Final Answer:
(a) cos(19/6) = 1/2
(b) cos(-7/6) = √3/2
(c) cos(-11/6) = -√3/2
Step-by-step explanation:
Trigonometric functions are periodic, and their values repeat after a certain interval. To find the exact values of cos(19/6), cos(-7/6), and cos(-11/6), we can use the unit circle and the periodic nature of cosine.
Starting with (a) cos(19/6), we note that 19/6 is equivalent to 3π + π/6. On the unit circle, at 3π + π/6, the cosine value is 1/2. Therefore, cos(19/6) = 1/2.

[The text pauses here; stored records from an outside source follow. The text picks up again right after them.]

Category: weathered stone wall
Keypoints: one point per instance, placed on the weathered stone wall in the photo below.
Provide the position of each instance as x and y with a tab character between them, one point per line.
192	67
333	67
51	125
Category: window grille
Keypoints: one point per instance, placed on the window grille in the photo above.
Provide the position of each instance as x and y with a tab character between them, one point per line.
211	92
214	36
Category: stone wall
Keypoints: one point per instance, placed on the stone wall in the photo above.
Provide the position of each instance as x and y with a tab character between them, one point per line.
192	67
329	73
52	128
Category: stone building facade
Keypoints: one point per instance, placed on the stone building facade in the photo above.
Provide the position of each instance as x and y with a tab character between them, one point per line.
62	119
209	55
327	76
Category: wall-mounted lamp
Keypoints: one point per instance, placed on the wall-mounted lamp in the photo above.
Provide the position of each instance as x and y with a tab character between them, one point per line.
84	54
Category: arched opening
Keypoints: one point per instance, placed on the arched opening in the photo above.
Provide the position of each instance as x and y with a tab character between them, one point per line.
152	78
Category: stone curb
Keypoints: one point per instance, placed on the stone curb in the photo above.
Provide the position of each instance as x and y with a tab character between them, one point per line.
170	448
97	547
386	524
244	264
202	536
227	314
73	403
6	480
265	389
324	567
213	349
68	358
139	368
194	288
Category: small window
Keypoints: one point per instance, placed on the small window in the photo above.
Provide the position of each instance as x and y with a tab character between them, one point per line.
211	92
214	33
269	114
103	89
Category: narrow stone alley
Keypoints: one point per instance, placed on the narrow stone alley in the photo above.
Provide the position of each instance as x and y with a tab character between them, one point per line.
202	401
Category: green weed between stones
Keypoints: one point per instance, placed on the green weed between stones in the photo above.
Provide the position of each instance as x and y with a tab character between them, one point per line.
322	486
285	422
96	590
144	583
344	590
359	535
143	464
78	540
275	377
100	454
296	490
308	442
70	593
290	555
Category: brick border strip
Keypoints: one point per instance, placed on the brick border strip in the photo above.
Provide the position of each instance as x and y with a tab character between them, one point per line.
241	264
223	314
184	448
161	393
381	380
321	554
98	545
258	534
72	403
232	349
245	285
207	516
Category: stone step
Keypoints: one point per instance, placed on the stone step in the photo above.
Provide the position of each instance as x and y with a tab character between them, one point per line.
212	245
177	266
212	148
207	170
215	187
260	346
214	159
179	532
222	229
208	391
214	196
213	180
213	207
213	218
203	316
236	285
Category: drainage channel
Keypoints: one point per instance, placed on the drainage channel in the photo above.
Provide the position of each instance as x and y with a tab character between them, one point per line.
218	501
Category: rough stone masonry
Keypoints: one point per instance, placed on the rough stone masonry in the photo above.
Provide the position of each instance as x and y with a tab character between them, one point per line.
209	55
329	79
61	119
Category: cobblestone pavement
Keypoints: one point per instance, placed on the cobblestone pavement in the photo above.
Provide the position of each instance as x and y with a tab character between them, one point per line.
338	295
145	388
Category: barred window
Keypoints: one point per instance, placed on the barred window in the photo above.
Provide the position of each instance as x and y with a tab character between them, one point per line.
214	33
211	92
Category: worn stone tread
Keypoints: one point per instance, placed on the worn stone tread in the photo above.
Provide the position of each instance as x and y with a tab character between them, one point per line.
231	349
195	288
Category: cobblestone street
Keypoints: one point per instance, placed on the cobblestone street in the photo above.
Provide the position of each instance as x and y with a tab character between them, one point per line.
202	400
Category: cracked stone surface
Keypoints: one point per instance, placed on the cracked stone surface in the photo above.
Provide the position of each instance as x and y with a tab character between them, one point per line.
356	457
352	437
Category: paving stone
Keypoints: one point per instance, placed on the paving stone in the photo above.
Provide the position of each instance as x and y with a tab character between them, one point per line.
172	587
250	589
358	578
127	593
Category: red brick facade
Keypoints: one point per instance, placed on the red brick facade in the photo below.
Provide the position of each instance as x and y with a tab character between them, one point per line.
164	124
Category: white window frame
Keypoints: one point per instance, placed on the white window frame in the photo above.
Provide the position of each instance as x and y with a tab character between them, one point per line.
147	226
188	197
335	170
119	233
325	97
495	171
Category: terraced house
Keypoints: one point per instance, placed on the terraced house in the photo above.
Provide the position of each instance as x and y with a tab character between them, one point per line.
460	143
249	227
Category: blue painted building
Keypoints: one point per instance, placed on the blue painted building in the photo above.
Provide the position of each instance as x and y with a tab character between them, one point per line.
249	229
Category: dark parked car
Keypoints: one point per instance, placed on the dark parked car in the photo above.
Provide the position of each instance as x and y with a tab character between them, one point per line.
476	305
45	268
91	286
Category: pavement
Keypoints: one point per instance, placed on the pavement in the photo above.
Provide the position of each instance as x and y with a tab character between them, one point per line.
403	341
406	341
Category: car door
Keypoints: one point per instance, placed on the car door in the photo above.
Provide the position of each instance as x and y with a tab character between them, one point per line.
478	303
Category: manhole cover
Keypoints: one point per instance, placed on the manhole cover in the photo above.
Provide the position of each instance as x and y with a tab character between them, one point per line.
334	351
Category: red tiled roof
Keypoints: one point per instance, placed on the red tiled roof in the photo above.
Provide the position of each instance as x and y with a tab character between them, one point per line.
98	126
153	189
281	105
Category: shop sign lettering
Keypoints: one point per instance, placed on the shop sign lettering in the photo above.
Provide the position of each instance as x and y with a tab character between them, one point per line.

Moving on to (b) cos(-7/6), -7/6 is equivalent to -π + π/6. On the unit circle, at -π + π/6, the cosine value is √3/2. Hence, cos(-7/6) = √3/2.
Finally, for (c) cos(-11/6), -11/6 is equivalent to -2π - π/6. On the unit circle, at -2π - π/6, the cosine value is also √3/2, but negative since it's in the third quadrant. Therefore, cos(-11/6) = -√3/2.
In summary, using the unit circle and recognizing the periodicity of cosine, we determined that cos(19/6) = 1/2, cos(-7/6) = √3/2, and cos(-11/6) = -√3/2.